For the first time in Elmont’s history, the community held a farmer’s market on June 30, from 11 a.m. to 2 p.m., showcasing a variety of goods from local vendors, including fresh tomatoes, pickles, corn, strawberries, fish and organic bread.
The market was held at the Alva T. Stanforth Sports Complex, just west of the Elmont Memorial Library, on Hempstead Turnpike in Elmont. Created through a collaboration by the Elmont Chamber of Commerce and Friends & Farmers Inc., the market will be held every Thursday, from 9 a.m. to 2 p.m., until Nov. 17.
Nearly 100 people attended the market’s ribbon-cutting, at 11 a.m. last Thursday, and several hundred shopped throughout the day.
“I was pleasantly surprised, and I think everyone was pleasantly surprised,” said Muzzio Tallini, a member of the Elmont Chamber of Commerce, who was a key player in the market’s establishment. “I think it’s a good sign of things to come. I hope this grows every week. This is truly phenomenal. Everyone was having a great time. Everyone just had a smile on their face, and it gave me a tremendous amount of pride.”
Tallini came up with the idea for the market at a chamber meeting nearly two years ago, he said. He gave a speech to attendees prior to the ribbon-cutting, praising community and civic leaders, who helped make the market a reality.
“The farmer’s market is a good step to showing Elmont, the surrounding communities and local government all of the un-tapped potential that exists along Hempstead Turnpike,” Tallini said.

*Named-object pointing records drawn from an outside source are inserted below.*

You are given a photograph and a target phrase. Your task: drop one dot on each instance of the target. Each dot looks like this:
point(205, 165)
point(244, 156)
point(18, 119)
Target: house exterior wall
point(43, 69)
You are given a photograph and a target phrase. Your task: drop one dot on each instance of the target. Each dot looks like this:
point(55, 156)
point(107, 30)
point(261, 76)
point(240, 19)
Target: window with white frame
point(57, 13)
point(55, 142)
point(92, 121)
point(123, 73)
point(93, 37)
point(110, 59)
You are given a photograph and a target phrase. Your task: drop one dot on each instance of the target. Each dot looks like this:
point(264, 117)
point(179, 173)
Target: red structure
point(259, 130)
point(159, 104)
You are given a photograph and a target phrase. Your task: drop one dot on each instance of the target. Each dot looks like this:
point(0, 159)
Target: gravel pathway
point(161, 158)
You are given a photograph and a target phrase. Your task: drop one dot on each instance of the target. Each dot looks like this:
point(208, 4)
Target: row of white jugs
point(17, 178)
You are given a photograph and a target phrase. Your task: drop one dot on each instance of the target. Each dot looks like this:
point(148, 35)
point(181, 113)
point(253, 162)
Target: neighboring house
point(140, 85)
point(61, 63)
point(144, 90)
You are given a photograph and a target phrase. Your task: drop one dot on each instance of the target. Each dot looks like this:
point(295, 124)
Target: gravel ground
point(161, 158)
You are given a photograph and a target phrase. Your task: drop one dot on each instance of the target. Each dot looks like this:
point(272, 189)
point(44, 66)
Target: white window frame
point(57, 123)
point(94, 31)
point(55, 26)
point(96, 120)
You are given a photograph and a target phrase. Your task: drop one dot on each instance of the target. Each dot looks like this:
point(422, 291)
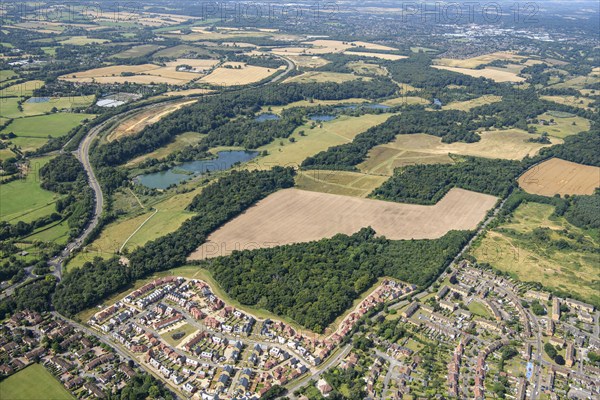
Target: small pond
point(179, 173)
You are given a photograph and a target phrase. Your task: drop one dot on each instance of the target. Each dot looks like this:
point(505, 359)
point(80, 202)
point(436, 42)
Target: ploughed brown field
point(295, 216)
point(557, 176)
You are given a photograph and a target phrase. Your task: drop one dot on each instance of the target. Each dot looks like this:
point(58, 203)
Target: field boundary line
point(137, 230)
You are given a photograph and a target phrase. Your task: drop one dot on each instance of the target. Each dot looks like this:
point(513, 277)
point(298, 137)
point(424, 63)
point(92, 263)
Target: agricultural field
point(7, 74)
point(235, 74)
point(33, 132)
point(339, 182)
point(22, 89)
point(322, 136)
point(479, 60)
point(317, 76)
point(24, 199)
point(308, 61)
point(34, 382)
point(320, 215)
point(181, 50)
point(38, 106)
point(138, 51)
point(138, 227)
point(139, 121)
point(143, 74)
point(421, 148)
point(557, 176)
point(469, 104)
point(562, 125)
point(82, 41)
point(381, 56)
point(181, 141)
point(362, 67)
point(510, 248)
point(580, 102)
point(495, 74)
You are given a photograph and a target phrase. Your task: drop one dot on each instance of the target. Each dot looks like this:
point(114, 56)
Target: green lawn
point(33, 383)
point(509, 248)
point(478, 308)
point(21, 89)
point(7, 74)
point(42, 126)
point(25, 200)
point(33, 132)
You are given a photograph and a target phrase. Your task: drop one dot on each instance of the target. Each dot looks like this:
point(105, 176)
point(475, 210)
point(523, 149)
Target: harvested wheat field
point(420, 148)
point(497, 75)
point(557, 176)
point(139, 121)
point(296, 216)
point(235, 73)
point(382, 56)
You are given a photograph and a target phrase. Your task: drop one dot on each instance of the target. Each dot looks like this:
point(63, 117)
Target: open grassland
point(188, 92)
point(82, 41)
point(308, 61)
point(58, 233)
point(495, 74)
point(557, 176)
point(21, 89)
point(138, 227)
point(7, 74)
point(339, 182)
point(6, 153)
point(235, 74)
point(314, 216)
point(362, 67)
point(139, 121)
point(563, 126)
point(32, 132)
point(181, 141)
point(326, 46)
point(469, 104)
point(60, 103)
point(180, 51)
point(312, 103)
point(33, 383)
point(317, 76)
point(479, 60)
point(138, 51)
point(576, 83)
point(421, 148)
point(331, 133)
point(406, 100)
point(143, 74)
point(381, 56)
point(9, 106)
point(24, 199)
point(580, 102)
point(509, 248)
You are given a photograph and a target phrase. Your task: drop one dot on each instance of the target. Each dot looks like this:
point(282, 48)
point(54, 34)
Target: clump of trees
point(313, 283)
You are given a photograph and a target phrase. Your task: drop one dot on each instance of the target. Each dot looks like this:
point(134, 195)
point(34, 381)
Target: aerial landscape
point(307, 200)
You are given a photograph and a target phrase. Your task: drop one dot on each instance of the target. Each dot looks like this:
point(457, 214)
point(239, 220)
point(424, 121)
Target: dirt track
point(294, 216)
point(557, 176)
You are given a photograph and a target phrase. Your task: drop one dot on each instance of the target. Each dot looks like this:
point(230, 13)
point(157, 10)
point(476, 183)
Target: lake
point(180, 173)
point(267, 117)
point(322, 118)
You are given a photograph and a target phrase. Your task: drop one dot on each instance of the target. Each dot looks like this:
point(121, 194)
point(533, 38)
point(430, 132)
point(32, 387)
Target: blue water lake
point(322, 118)
point(38, 100)
point(267, 117)
point(180, 173)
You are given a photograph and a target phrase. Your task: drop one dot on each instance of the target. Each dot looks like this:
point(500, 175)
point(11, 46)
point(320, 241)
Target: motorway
point(83, 155)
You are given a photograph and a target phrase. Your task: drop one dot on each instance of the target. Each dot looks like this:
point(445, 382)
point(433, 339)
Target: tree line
point(313, 283)
point(215, 205)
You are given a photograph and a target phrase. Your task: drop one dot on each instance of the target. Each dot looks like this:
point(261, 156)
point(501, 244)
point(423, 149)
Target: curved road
point(83, 155)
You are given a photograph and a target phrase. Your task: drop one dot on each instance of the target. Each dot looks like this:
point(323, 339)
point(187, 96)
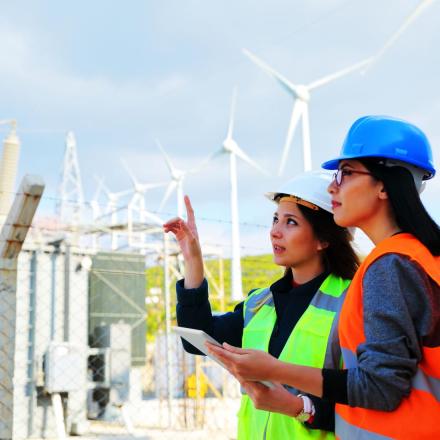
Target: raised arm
point(188, 240)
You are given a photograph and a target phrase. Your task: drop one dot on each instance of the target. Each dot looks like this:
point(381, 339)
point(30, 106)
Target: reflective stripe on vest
point(313, 342)
point(416, 416)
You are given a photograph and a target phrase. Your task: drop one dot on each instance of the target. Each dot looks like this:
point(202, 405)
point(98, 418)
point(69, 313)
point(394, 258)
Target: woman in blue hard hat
point(389, 326)
point(293, 319)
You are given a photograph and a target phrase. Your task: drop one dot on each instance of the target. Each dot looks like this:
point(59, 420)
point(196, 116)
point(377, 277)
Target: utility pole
point(12, 236)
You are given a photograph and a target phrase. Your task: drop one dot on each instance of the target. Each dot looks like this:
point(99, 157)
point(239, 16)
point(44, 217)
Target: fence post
point(12, 236)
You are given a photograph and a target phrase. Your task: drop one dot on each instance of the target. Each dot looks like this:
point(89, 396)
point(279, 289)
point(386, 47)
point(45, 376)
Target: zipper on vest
point(265, 428)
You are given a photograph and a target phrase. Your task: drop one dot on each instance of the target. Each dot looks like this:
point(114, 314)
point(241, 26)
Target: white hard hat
point(308, 189)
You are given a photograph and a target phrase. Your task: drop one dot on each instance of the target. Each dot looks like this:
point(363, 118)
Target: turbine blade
point(297, 111)
point(409, 19)
point(244, 157)
point(232, 113)
point(168, 192)
point(130, 173)
point(143, 187)
point(339, 73)
point(99, 187)
point(283, 81)
point(100, 181)
point(166, 157)
point(205, 162)
point(153, 217)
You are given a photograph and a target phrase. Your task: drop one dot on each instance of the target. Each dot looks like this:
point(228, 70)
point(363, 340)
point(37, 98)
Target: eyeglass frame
point(339, 181)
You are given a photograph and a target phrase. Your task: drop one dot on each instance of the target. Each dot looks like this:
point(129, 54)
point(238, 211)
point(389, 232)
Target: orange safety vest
point(417, 416)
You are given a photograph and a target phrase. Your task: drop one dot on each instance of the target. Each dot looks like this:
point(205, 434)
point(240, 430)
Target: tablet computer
point(197, 338)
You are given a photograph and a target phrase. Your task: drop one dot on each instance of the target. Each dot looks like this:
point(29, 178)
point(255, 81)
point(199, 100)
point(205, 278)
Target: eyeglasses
point(338, 177)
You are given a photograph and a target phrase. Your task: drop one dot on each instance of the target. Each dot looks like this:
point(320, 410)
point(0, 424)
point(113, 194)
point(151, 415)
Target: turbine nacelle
point(230, 146)
point(302, 93)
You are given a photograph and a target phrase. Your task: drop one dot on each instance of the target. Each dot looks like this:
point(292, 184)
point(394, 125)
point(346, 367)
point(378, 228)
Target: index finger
point(189, 211)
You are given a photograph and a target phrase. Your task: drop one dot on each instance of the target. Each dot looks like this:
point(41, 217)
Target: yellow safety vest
point(313, 342)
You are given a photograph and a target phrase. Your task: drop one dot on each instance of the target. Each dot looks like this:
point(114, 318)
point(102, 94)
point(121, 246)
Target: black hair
point(339, 256)
point(410, 214)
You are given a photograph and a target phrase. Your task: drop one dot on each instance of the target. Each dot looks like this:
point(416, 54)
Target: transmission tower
point(71, 199)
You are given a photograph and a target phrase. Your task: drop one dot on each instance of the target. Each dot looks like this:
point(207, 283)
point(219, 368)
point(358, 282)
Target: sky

Al Harper, the Elmont Union Free School District’s superintendent, and Dr. Ralph Ferrie, the Sewanhaka Central High School District’s new superintendent, attended the market, as well as local dignitaries, including Town of Hempstead Supervisor Kate Murray and Councilman Ed Ambrosino.
“I’m absolutely thrilled,” Murray said. “This is a wonderful opportunity for mom-and-pop vendors to sell their goods, and it’s also a great chance for the community to buy truly fresh vegetables and produce.”
Ambrosino said that the market’s opening was a great day for Elmont. “We’re really getting back to our farming roots,” he added.